Hyundai’s offering in the segment, which has come about after more than a year of study, boasts of the highest horsepower (197 bhp) in the Rs 17-23 lakh price range. It also tries to justify the higher price over its close and established competitors by adding a host of features such as the Electronic Stability Program, Traction Control System, a six-speed manual gearbox and roll-over sensors besides segment standards such as an anti-lock braking system and airbags. It is targeting yearly sales of 600-800 units for the premium SUV.

As Saxena explains, “Our product is best-in-segment in terms of power, safety and performance. Low presence of the brand image in the premium segment may be a bit of a challenge, but we’re aiming to get a reasonable share of the market.”

To create excitement among potential customers of the Santa Fe, Hyundai is initially advertising in mostly newspapers and magazines. Besides, it is also marketing the SUV on various Web sites and search engines. It is, however, yet to launch a TV ad as the company feels it will not be able to match the demand created by a major nationwide advertorial campaign.

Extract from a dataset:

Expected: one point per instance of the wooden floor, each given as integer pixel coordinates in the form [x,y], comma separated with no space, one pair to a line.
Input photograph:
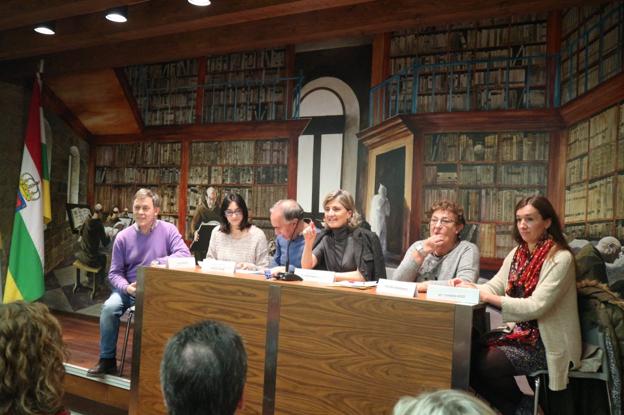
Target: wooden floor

“TV ads may come by next year depending on the market response. Right now, we have low supply of cars from Korea, so advertising a lot may mean that we will not be able to match up to (potential) high demand. We’re positioning it in the luxury crossover segment and may later associate with premium events and sport such as golf. That will bring us closer to the target customers,” says a top official in Hyundai’s advertising team.